The Cronbach’s α coefficient for the total 16-item RKI in the present study indicated good internal consistency reliability. This finding was consistent with the results of studies undertaken by service providers in Australia (α = .78 [45], α = .83 [23], and α = .79 [24]). Alternatively, the Cronbach’s α for each domain indicated varying reliability from good to poor. This fairly broad result was also similar to those in the earlier studies (α = .47–.81 [17], α = .49–.75 [9], α = .43–.79 [23], α = .45–.77 [45]). In particular, poor reliability indicated in Factor 4 in the present study was because of item #3 with negative factor loading. With respect to the scales to assess one’s knowledge, high internal consistency would not necessarily be expected, because people may possess knowledge in a certain area but may lack knowledge in others [46]. Thus, the lower reliability observed in the present study seems fathomable, given that RKI is a scale to assess one’s knowledge.

Considering that the current study supported a certain level of validity and reliability of the total 16-item RKI, the Japanese 16-item RKI can be used in future studies. However, Wilrycx et al. [31] reported that the composition and formulation of the RKI items were complex and difficult to interpret. Thus, the original RKI itself may be considered for the establishment of a more robust factor structure. In addition, a more careful review of Japanese wording and expression may improve the conceptual equivalence and conceptualize “recovery knowledge and recovery attitudes” in the context of the original RKI more concretely.

The “recovery” concept developed in Western countries is not the same between the Western, Asian countries [47,48,49], and even in the English-speaking countries [50]. Therefore, culturally different features of recovery attitude and knowledge must be the focus of future studies. Future cross-cultural studies may reveal internal and external aspects of influence on the knowledge and attitude towards recovery.
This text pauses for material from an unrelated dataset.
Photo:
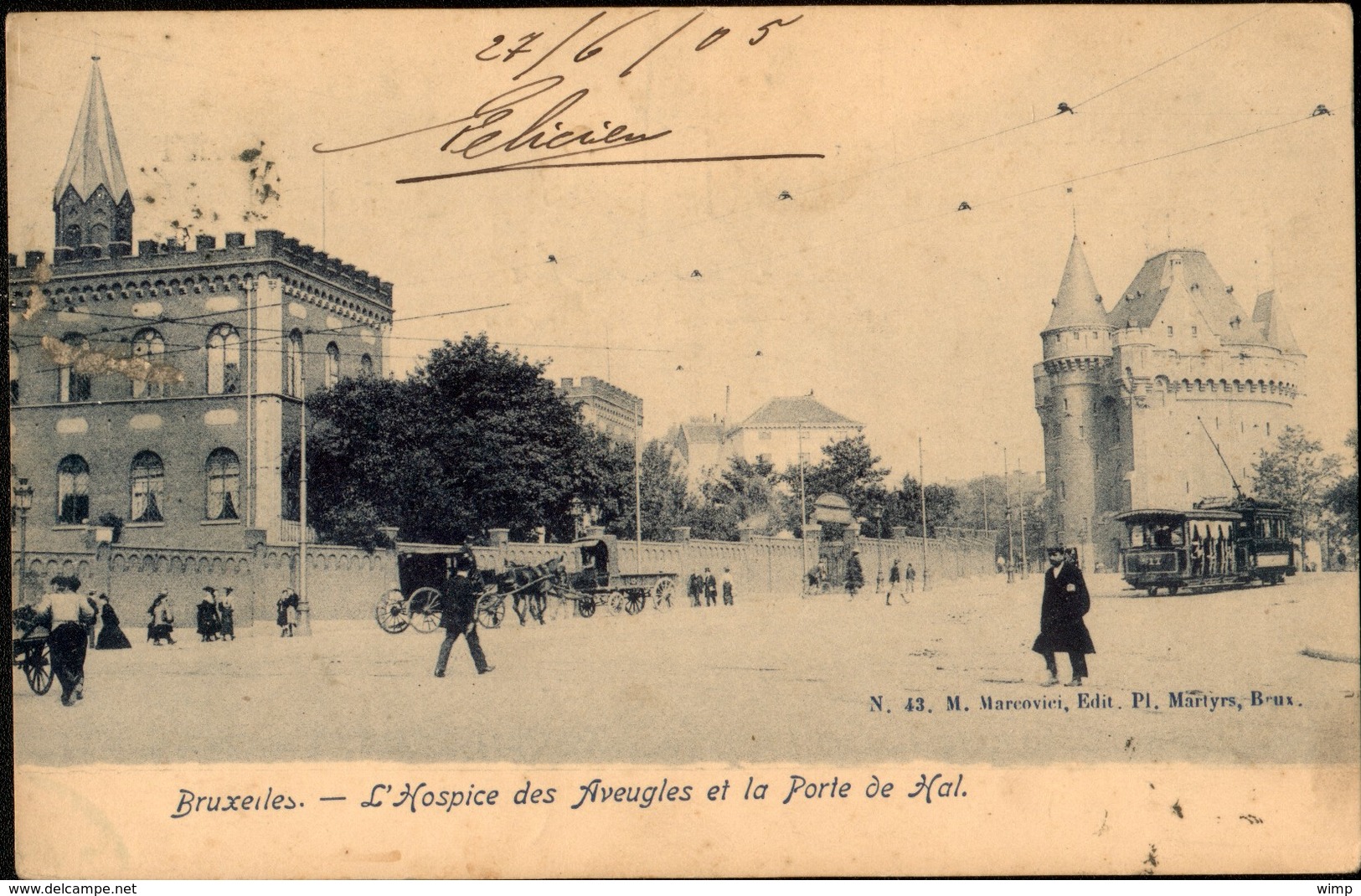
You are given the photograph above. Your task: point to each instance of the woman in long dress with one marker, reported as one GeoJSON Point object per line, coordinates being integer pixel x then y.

The present study has some limitations. First, test–retest reliability was not assessed. Second, three-quarters of the total study population were registered nurses, assistant nurses, or psychiatric social workers. Therefore, the generalizability of our findings may be limited to these occupations. Further large-scale research in a more diverse population of mental health service providers is required for robust verification of the Japanese version of RKI.

Conclusions

The present study examined factorial validity, convergent validity, and internal consistency reliability of the Japanese version of RKI among mental health professionals. The Japanese 16-item RKI revealed reasonable factorial validity, good convergent validity, and understandable internal consistency reliability among mental health professionals. Japanese cultural settings seemed to influence the four-factor structure in the present study. Although the scale can be used for future study in Japan, future large-scale research is required to ensure robust verification.